If you have a .csv
file where most of the values for most variables are repeated, the final filesize of the file will not be small because there is no compression. However, if a .csv
file is read into R and the appropriate variables are coerced into factors, will there be a compression benefit of some kind on the dataframe or the tibble? The repetition of factors throughout a dataframe or a tibble seems like a great opportunity to compress, but I don't know if this actually happens.
I tried searching for this online, but I didn't find answers. I'm not sure where to look for the way factors are implemented.
The documentation you are looking for is at the ?factor
help page:
factor
returns an object of class "factor" which has a set of integer codes the length of x with a "levels" attribute of mode character and unique (!anyDuplicated(.)
) entries.
So a factor is really just an integer
vector along with a mapping (stored as an attribute) between the integer number and it's label/level. Nicely space efficient if you have repeats!
However, later we see:
Note
In earlier versions of R, storing character data as a factor was more space efficient if there is even a small proportion of repeats.

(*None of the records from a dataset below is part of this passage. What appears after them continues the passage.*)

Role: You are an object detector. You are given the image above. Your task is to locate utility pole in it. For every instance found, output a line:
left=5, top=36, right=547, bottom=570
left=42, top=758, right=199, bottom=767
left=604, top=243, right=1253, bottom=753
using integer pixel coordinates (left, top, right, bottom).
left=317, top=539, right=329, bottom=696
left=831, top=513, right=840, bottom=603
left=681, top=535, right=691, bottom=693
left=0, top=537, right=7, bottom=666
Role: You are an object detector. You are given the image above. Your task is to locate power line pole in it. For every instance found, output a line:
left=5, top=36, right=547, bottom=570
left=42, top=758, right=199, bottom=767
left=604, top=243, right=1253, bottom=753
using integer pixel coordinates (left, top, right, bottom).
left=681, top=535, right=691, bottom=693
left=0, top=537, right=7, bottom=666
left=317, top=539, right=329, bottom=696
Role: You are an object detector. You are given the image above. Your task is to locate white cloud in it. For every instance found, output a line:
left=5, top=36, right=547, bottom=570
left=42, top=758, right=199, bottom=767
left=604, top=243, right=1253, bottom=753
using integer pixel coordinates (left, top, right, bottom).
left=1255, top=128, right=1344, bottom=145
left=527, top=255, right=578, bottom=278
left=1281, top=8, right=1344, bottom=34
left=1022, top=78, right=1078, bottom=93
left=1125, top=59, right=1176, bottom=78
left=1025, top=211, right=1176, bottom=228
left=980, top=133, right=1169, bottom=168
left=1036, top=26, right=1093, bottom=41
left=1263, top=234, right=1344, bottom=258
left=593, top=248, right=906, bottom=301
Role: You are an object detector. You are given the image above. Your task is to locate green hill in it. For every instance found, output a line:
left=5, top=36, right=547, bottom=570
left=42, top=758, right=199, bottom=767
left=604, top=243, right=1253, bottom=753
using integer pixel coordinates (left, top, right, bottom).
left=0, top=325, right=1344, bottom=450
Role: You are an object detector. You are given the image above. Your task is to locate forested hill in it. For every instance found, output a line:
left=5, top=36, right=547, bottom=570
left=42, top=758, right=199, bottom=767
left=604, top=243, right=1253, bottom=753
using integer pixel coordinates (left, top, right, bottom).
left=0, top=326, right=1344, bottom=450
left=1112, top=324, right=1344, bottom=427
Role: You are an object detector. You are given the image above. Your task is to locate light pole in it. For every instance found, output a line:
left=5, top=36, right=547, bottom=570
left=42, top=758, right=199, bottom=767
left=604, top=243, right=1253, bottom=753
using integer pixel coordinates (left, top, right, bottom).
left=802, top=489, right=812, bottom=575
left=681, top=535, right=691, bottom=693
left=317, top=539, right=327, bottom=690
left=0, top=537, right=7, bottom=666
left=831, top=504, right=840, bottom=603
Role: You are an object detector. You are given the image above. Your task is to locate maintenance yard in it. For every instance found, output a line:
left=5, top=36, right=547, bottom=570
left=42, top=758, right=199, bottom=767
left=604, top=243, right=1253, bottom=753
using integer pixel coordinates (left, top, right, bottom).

However, identical character strings now share storage, so the difference is small in most cases. (Integer values are stored in 4 bytes whereas each reference to a character string needs a pointer of 4 or 8 bytes.)
So, in older versions of R factors could be much more space efficient, but newer versions have optimized character
vector storage, so this difference isn't so big.
We can see the current difference:
n = 1e6
char = sample(letters, size = n, replace = T)
fact = factor(char)
object.size(char)
# 8001504 bytes
object.size(fact)
# 4002096 bytes